Big tech companies are diving into our precious freshwater supply to fuel the AI revolution
What is the true cost of using generative AI? The plentiful amounts of hype and hope surrounding a breakthrough in AI technology does not account for the serious cons, which are detrimental to our planet, and survival. One of those cons being the usage of freshwater used to cool AI data centers.
Fresh water is essential to human life, we require 2.7-3.7 litres of water every day. In a world where two billion people lack safe drinking water, and the global urban population facing water scarcity is projected to be two billion in 2050, the growing cases of extreme and prolonged drought, and lack of freshwater supply is a universal threat.
There is no doubt that AI has been fueling the latest technological revolution, used for advancements in healthcare, data analysis, manufacturing, agriculture, energy, and education. However, the continual and rapid adoption of this revolutionary technology is depleting our already scarce supply of freshwater.
Hidden deep within the environmental sustainability reports from Google and Microsoft reveal the immense amount of freshwater used to cool their data centers. In 2022, Microsoft’s data centers consumed 6.4 billion litres of freshwater, and Google consumed a staggering 21 billion litres of water. Studies on ChatGPT’s generative AI suggest that GPT-3, their prior model, used 500ml of water for every 10-50 prompts, depending on the size of the response.
The popular, more data-intensive generative AI outlet, GPT-4 processes over 1 billion queries per day, with its user base expanding to 3.7 billion users as of October 2024. Additionally, the study by UC Riverside estimates that water withdrawal demand for global AI usage is projected to reach between 4.2 and 6.6 billion cubic meters by 2027, only two years away.
AI data centers use water in three different ways; on-site water for data center cooling, off-site water for electricity generation, and for server manufacturing.
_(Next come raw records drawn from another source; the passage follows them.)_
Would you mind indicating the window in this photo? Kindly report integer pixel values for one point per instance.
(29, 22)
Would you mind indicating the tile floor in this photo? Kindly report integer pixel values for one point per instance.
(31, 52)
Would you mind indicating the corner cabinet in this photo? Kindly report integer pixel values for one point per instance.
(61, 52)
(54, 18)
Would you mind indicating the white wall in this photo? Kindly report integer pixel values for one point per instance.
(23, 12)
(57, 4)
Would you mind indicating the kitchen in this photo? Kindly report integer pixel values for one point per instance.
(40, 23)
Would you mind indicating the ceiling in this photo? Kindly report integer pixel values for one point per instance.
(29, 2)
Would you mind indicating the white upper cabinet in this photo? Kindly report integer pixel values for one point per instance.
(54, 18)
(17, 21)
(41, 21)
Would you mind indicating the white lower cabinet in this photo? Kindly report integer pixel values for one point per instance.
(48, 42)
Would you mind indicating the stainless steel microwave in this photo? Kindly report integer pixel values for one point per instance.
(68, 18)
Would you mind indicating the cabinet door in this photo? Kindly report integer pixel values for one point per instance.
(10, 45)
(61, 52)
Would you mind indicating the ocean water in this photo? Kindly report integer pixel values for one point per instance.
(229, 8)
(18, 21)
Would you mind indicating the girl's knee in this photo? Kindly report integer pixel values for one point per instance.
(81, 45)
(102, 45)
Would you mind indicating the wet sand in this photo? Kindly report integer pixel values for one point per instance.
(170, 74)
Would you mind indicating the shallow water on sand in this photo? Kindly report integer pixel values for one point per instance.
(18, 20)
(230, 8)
For cooling the data center, a combination of air cooling is used in tandem with liquid cooling from the water. A cooling tower is used to dissipate heat into the environment, cycling the remaining water supply into an open loop.
Non-evaporated water however can only be recycled 3-10 times, thus requiring a constant supply of freshwater where 80 per cent of water withdrawn is evaporated. Data centres in warmer climates consume more water for cooling purposes as the warmer weather raises the evaporation rate.
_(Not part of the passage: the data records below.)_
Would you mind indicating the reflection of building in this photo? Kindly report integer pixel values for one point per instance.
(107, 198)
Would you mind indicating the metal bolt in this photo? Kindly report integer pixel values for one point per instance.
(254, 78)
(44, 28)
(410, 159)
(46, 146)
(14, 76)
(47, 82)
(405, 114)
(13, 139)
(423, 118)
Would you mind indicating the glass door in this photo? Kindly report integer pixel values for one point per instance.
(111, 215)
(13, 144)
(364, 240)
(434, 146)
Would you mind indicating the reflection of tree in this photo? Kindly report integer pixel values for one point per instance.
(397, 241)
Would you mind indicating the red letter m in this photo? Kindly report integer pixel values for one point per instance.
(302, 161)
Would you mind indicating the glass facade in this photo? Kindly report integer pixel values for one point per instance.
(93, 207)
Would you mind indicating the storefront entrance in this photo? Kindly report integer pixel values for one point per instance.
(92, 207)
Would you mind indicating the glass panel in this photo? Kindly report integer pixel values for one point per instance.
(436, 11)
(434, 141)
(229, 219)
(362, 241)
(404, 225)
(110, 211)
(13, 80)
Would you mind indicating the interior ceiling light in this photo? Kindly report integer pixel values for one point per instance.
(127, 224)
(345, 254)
The AI sprawl has paved the way for yet another round of Big Tech imperialism, from draining waters from the deserts in Arizona, to stealing an already scarce freshwater supply from the people of Canelones, Uruguay.
Maricopa County, Arizona, a county which is in popular demand for many big tech data centers — and a tax haven with tax relief incentives for data centers — has been in the spotlight for many years, for the strain it puts on its energy and water supply. Arizona has been a favourable state for data center development centres for its low exposure to natural disasters and cheap electricity, but this has come at the cost of the electricity and water needs of the Navajo Nation.
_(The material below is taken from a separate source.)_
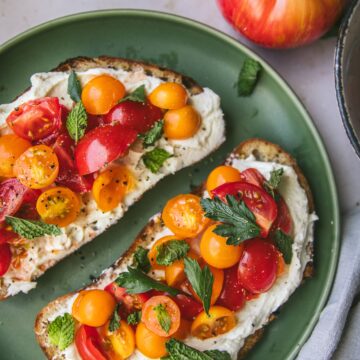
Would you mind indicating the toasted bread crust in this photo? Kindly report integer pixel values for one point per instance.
(263, 151)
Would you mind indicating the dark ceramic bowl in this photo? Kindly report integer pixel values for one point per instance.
(347, 74)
Regulators in Arizona provide utility companies increased returns of 8-10 per cent for capital projects, making utility companies favour routing their electricity and water towards increasing big tech profits, over the Navajo who many of which live day to day with faulty, and pricy utility bills.
In Canelones, Uruguay, the construction of a second Google data center intended to improve access to the growing demand for AI. The $1.2 trillion CAD investment has cleared 72 acres of land for a centre that guzzles 7.6 million litres of water a day to cool its servers, equivalent to the domestic use for 55,000 local citizens.
This comes at a time when the country was experiencing its worst drought in 74 years, where protestors flocked to the capital city, Montevido (43 km from Canelones) both cities and many others in the area relying on the Severino reservoir. An area experiencing a water crisis, with a trend likely to continue, the Google data center is set to open in 2026.
In a capitalist world which prioritizes technological innovation over protecting scarce natural resources, the new wave of threats from AI are being brought into the spotlight. Aside from extracting fossil fuels, the capitalists are coming for mother earth’s most sacred and valuable resources. Without it, life is not possible.